Thousands of parrots, cockatoos and other exotic birds have been exported over the last 10 years, Traffic has reported.
But officials say there are no major captive breeding units in the islands.
The Solomons recently joined Convention on International Trade in Endangered Species (CITES), the global wildlife trade convention, which sets different conditions for trading captive-bred and wild animals.
“Declaring exported birds as being captive-bred has all the hallmarks of a scam to get around international trade regulations,” said Chris Shepherd, Traffic’s deputy director for Southeast Asia.
Traffic has found that the Solomon Islands has become a hub for "laundering" wild birds into the global captive-bred bird trade
Some of the 35 bird species exported from the Solomons are on the internationally recognized Red List of Threatened Species.
They include the Critically Endangered yellow-crested cockatoo (Cacatua sulphurea), and the chattering lory (Lorius garrulus) and blue bird of paradise (Paradisaea rudolphi), which are both categorized as Vulnerable.
Under CITES all trade in the yellow-crested cockatoo is banned.
For the others, exports of wild-caught birds are strictly regulated.
Using records from importing countries, Traffic investigators calculated that about 54,000 birds were exported from the Solomons in the period 2000-2010.
More than 40,000 of these were declared as captive-bred.
Most belong to species native to the Solomons, but more than 13,000 came from non-native species, mainly originating in Indonesia and Papua New Guinea.
But Traffic could find no records of these species being imported into the Solomons, either for re-export or to begin a captive breeding programme.
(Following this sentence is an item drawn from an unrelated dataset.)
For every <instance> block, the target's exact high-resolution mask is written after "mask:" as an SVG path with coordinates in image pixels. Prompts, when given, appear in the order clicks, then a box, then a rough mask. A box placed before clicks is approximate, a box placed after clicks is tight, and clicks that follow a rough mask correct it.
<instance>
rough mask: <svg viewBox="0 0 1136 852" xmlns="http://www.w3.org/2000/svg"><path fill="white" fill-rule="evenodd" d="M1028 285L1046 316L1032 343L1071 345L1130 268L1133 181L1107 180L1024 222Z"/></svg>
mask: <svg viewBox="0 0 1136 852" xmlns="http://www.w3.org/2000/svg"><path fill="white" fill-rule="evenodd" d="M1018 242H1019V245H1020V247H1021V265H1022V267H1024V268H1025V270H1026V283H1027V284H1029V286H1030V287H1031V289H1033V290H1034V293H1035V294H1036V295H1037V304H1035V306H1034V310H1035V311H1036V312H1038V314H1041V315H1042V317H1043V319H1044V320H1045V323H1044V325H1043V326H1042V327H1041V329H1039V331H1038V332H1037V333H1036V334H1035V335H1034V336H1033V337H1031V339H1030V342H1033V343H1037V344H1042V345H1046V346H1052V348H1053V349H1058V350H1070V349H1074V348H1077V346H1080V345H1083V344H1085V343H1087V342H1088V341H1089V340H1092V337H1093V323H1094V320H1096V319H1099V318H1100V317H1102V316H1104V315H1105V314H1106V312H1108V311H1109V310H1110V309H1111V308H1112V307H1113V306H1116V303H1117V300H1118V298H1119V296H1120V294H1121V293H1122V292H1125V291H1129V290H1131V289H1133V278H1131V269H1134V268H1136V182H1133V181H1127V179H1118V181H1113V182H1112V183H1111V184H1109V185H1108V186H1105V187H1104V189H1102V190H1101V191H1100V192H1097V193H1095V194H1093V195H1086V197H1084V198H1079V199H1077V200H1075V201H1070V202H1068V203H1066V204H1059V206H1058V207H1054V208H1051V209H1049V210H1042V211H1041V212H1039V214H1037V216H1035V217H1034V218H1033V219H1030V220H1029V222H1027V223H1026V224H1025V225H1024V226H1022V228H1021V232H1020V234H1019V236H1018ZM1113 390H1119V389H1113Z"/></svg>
An official from the government’s Environment Conservation Division told investigators: “There are no breeding facilities, only some confusion with storing facilities.
“Most of the exported birds were captured and kept in holding sites only.”
The main destinations for the birds were Malaysia and Singapore.
Malaysia recently suspended imports from the Solomon Islands after concerns were raised. Traffic is urging the Singapore government to do the same.
It also recommends that CITES should investigate the situation with authorities in the Solomon Islands, and consider a trade suspension if no action is taken.
Traffic is jointly supported by the International Union for the Conservation of Nature (IUCN) and WWF, and works with CITES on various issues.